$x=2^{x^{x^{.^{.^{.}}}}}$ My attempt at solving the question: $$\log_2x=x^{x^{x^{.^{.^{.}}}}}$$ Now here I use a trivial trick which I have seen in my class to substitute infinite powers. $$\log_2x=x^{\log_2x}$$ After that I have no idea how to solve this equation.

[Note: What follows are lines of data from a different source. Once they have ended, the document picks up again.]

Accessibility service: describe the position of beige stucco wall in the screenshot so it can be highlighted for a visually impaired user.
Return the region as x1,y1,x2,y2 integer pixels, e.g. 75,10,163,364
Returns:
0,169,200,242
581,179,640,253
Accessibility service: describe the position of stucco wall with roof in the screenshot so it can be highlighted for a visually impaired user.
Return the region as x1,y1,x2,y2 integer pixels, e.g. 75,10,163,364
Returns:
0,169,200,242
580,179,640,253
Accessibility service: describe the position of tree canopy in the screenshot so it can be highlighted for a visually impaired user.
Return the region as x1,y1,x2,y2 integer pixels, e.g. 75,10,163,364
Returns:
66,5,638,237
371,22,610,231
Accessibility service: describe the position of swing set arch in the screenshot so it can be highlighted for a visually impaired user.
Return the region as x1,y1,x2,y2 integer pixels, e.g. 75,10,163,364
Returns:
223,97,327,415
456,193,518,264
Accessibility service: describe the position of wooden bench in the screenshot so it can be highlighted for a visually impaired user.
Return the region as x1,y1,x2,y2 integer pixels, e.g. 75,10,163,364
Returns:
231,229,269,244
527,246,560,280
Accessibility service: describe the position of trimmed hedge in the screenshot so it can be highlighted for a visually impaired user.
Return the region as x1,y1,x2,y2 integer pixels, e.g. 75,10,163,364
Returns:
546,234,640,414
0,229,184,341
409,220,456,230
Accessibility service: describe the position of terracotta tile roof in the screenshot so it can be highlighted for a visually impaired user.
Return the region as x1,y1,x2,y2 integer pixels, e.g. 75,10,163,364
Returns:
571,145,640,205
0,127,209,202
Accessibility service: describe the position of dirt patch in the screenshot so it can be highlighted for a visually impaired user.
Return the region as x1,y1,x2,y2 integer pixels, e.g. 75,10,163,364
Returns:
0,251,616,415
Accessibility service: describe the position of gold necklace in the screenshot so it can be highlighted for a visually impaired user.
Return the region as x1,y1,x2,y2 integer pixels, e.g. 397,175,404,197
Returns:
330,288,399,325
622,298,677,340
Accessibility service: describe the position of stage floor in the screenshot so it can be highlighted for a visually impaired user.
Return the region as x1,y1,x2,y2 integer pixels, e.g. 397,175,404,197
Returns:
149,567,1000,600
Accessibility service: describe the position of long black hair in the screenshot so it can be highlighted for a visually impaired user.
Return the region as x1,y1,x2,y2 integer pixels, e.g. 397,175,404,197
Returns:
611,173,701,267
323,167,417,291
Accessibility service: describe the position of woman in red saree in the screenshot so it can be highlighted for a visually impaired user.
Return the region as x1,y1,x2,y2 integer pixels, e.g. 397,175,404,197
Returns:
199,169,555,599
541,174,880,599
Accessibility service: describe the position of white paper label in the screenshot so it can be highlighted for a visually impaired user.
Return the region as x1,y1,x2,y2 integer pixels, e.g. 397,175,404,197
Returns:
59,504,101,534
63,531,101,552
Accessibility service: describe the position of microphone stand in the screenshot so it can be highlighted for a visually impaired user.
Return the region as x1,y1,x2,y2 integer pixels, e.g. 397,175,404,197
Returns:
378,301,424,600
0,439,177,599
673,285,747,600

I opened the graph and solution of the question on Wolfram|Alpha but I could not understand what is written.
On
Your right side only makes sense as a limit of a tower, the limit of $$2, 2^x, 2^{x^x}, 2^{x^{x^x}} \ldots$$ If there is such a limit $L$, we must have $L^x=L$, which can be satisfied for $L=0,1$ or for $x=1$. You should be able to convince yourself that all the terms of the series are greater than $1$, but if $x \lt 1$ the series will converge to $1$. Unfortunately, if $x=1$ the series is a constant $2$. In neither case does the tower converge to $x$, so the equation has no real solution.
The equation you wrote is equivalent to $$x=2^{x^\infty}, $$ which has no solution. (If $x<1$, it reduces to $x=2^0=1$, if $x=1$ to $x=2^1=2$ and $x>1$ to $x=2^\infty=\infty$.)